An example of the java.security file on a Windows server is as follows:
login.config.url.1=file:c:/NetIQ/IdentityManager/apps/tomcat/kerberos/Kerberos_login.config
To specify the authentication method in the Identity Governance Configuration utility, complete the following steps:
Launch the Identity Governance Configuration Update utility on the Identity Governance server. For more information, see Section 15.1.5, Using the Identity Governance Configuration Update Utility.
Click the Authentication tab.
At the end of the page, click Show Advanced Options.
Under Authentication Method > Method select Kerberos.
In the Mapping attribute name field, specify cn.
Select any of the following options that apply to your environment:
Enable fallback reCAPTCHA and provided the additional required information. For more information, see Section 9.2.5, Configuring OSP to Use Google reCAPTCHA.

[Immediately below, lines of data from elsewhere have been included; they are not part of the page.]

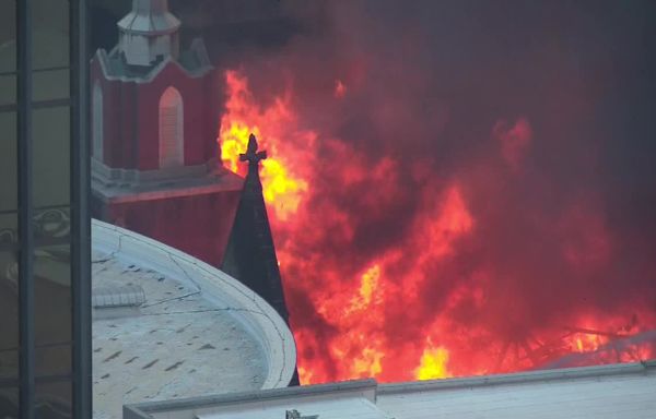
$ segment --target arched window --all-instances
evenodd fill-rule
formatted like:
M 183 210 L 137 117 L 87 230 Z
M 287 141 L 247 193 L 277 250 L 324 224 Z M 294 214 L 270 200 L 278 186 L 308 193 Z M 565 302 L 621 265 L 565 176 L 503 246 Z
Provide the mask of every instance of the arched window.
M 185 139 L 183 97 L 168 87 L 160 98 L 160 168 L 183 166 Z
M 103 89 L 93 85 L 93 156 L 103 161 Z

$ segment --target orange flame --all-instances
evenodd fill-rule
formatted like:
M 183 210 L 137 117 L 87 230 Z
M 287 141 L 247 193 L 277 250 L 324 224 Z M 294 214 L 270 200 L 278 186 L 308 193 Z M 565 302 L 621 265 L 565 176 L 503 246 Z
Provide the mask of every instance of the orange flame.
M 485 243 L 487 220 L 472 211 L 480 190 L 468 188 L 467 176 L 427 180 L 413 202 L 417 208 L 408 223 L 409 234 L 396 246 L 376 254 L 345 258 L 348 262 L 328 259 L 320 251 L 308 254 L 307 246 L 343 246 L 358 239 L 352 212 L 340 206 L 344 203 L 319 196 L 315 192 L 319 185 L 355 191 L 344 195 L 356 195 L 359 211 L 375 218 L 405 193 L 401 179 L 406 173 L 394 157 L 372 158 L 330 137 L 321 137 L 320 151 L 330 156 L 324 160 L 332 158 L 333 165 L 329 172 L 318 173 L 319 134 L 302 127 L 291 88 L 271 105 L 260 106 L 243 74 L 227 71 L 225 76 L 227 100 L 219 133 L 222 160 L 227 169 L 244 173 L 238 155 L 246 149 L 251 132 L 268 151 L 261 169 L 263 194 L 273 210 L 271 223 L 285 291 L 293 291 L 298 299 L 289 301 L 292 326 L 302 325 L 293 328 L 303 384 L 364 376 L 400 381 L 517 371 L 565 355 L 595 355 L 595 362 L 656 355 L 653 347 L 641 344 L 613 356 L 602 350 L 613 339 L 644 331 L 633 323 L 623 324 L 625 313 L 579 313 L 565 319 L 570 330 L 540 325 L 525 331 L 517 327 L 522 319 L 506 315 L 511 306 L 519 308 L 516 313 L 530 312 L 523 306 L 525 301 L 512 300 L 503 288 L 503 275 L 513 272 L 493 273 L 484 265 L 445 272 L 464 243 L 490 246 Z M 349 99 L 347 86 L 339 80 L 326 95 L 331 103 L 336 97 L 339 103 Z M 512 176 L 519 176 L 531 144 L 529 121 L 522 118 L 492 131 L 501 164 L 511 168 Z M 371 180 L 379 187 L 366 187 Z M 573 211 L 553 226 L 554 235 L 579 231 L 578 239 L 562 240 L 562 255 L 582 273 L 602 268 L 612 252 L 602 219 L 586 214 Z M 461 280 L 454 282 L 454 277 Z M 418 307 L 422 301 L 433 306 Z M 312 318 L 309 311 L 296 311 L 308 306 Z M 432 316 L 419 322 L 426 312 Z M 641 315 L 644 324 L 656 324 L 654 313 Z M 417 342 L 396 338 L 397 334 L 413 336 Z
M 262 148 L 269 149 L 269 158 L 262 161 L 261 180 L 265 201 L 273 206 L 279 219 L 294 214 L 303 194 L 307 191 L 307 181 L 295 175 L 291 165 L 279 153 L 281 142 L 280 127 L 290 123 L 293 116 L 289 112 L 289 99 L 279 98 L 274 105 L 260 109 L 248 89 L 248 82 L 234 71 L 226 72 L 229 99 L 225 113 L 221 118 L 219 143 L 224 166 L 242 173 L 239 154 L 246 152 L 248 136 L 255 134 Z M 263 128 L 263 129 L 262 129 Z M 312 135 L 309 137 L 312 140 Z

Enable fallback two-factor authentication
Use logout landing page
Click OK to save the changes.
Restart Apache Tomcat. For more information, see Section 3.4.3, Starting and Stopping Apache Tomcat.
(Optional) Repeat these steps for Identity Reporting if you installed it on a separate server.

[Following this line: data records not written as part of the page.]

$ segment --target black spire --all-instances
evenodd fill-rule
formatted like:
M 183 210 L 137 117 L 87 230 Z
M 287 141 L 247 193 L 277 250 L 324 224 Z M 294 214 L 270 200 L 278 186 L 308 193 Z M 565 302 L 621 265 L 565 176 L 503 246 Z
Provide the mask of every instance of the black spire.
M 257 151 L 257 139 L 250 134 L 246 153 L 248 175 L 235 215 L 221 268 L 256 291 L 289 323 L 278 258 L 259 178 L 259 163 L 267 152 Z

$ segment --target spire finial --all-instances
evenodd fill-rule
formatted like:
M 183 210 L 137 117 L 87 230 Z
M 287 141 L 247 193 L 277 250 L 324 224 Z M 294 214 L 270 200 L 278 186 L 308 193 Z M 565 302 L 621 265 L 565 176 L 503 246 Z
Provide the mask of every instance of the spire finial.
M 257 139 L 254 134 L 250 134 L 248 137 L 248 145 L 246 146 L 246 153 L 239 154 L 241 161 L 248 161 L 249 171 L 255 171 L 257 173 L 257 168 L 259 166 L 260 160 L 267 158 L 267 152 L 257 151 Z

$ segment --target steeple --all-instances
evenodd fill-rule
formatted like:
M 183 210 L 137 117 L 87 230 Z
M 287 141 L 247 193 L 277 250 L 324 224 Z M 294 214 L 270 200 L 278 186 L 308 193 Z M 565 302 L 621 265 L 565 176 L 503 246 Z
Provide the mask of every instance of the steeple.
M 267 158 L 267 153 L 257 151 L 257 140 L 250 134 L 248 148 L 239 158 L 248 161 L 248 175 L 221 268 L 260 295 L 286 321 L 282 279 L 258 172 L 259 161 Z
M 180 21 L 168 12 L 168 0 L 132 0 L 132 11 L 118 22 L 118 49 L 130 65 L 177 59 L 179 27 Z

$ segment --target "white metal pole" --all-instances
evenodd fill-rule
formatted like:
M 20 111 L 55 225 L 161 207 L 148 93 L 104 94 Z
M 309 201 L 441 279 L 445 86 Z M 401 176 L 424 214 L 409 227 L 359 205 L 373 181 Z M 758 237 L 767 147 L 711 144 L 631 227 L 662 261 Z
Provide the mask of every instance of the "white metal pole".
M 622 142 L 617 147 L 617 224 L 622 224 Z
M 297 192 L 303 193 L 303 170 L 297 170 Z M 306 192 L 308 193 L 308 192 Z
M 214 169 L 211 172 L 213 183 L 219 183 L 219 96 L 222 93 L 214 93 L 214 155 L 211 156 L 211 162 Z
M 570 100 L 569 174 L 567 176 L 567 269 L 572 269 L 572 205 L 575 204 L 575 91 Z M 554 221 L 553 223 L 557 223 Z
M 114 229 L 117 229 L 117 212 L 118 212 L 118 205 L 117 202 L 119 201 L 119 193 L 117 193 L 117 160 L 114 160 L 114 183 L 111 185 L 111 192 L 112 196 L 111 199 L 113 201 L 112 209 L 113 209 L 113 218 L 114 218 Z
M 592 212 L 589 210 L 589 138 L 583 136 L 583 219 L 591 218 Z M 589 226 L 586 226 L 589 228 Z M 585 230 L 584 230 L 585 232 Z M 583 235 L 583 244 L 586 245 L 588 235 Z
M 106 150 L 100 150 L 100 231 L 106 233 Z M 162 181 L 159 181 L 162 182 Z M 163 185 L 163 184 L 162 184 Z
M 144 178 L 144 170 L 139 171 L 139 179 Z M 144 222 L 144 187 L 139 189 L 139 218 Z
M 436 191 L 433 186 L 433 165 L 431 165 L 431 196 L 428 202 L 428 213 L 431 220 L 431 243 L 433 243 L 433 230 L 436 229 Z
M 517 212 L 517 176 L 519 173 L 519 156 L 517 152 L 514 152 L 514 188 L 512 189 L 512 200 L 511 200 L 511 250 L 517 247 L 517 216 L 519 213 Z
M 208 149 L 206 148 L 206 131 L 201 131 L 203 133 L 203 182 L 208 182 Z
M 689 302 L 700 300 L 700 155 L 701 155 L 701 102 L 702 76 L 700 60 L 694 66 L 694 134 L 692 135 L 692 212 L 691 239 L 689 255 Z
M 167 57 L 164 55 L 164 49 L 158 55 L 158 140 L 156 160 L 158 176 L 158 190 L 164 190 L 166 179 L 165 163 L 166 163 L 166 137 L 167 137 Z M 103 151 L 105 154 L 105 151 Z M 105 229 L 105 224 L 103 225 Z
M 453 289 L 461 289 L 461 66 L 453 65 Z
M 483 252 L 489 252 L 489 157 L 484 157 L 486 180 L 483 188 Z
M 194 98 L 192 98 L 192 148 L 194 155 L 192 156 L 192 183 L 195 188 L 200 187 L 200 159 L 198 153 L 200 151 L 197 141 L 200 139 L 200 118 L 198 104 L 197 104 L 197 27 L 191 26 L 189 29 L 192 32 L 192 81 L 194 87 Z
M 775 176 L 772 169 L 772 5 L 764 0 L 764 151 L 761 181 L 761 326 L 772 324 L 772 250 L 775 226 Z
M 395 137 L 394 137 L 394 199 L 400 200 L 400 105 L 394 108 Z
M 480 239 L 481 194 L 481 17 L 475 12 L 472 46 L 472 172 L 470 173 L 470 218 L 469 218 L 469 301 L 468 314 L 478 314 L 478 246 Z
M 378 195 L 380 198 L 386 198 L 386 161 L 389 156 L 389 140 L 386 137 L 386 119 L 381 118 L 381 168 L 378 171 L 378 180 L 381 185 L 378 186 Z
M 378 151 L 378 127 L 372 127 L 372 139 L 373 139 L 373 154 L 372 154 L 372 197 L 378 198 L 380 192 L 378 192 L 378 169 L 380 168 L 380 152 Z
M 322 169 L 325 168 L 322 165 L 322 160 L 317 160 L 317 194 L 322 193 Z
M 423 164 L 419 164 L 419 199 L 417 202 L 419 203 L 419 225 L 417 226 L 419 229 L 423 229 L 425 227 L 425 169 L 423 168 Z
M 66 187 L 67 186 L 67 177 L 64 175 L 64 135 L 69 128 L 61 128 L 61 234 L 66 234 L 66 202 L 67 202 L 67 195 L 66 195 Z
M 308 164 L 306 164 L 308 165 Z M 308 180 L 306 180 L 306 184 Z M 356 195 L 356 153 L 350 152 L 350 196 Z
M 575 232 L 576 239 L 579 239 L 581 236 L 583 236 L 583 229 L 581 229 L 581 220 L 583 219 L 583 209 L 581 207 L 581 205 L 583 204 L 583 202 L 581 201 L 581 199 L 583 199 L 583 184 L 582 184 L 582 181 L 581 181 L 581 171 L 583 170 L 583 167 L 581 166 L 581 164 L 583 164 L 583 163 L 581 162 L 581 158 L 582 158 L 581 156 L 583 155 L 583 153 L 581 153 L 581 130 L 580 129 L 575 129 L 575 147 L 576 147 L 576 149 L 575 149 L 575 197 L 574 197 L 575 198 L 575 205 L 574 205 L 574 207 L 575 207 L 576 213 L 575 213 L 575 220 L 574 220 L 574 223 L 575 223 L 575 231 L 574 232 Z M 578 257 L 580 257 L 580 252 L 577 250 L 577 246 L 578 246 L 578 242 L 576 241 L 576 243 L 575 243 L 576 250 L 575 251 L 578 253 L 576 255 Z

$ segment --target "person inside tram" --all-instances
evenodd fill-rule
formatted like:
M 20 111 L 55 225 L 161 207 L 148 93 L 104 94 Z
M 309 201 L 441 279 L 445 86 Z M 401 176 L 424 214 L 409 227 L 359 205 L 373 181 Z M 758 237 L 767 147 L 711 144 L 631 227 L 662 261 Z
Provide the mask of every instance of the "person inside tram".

(Optional) Repeat these steps for Workflow Engine if you installed it on a separate server.
Configure the browsers that end-users use to access the identity applications. For more information, see Section 10.4.3, Configure Browsers to Use Integrated Windows Authentication.
The browsers used to access Identity Governance, Identity Reporting, and Workflow Engine also need to be configured for Integrated Windows Authentication. This section provides instructions for configuring an end-user computer to support single sign-on access using Integrated Windows Authentication.
NOTE:You must perform this procedure for each end-user computer where you want to provide single sign-on access to Identity Governance, Identity Reporting and Workflow Engine.
Log in to the computer where users need single sign-on access.
Open the Internet options control panel.
Click Security.
Click Trusted Sites > Sites.
Add the DNS name of the Identity Governance, Identity Reporting, and Workflow Engine server.
For example: idgov.mycompany.com
Click Add, then click Close.
Click Custom level....
Under User Authentication, select Automatic logon with current user name and password.
Click OK.
In Internet Options, click Advanced.
Under Security, select Enable Integrated Windows Authentication.
Repeat this procedure for each end-user computer where you want to provide single sign-on access to Identity Governance, Identity Reporting., and Workflow Engine.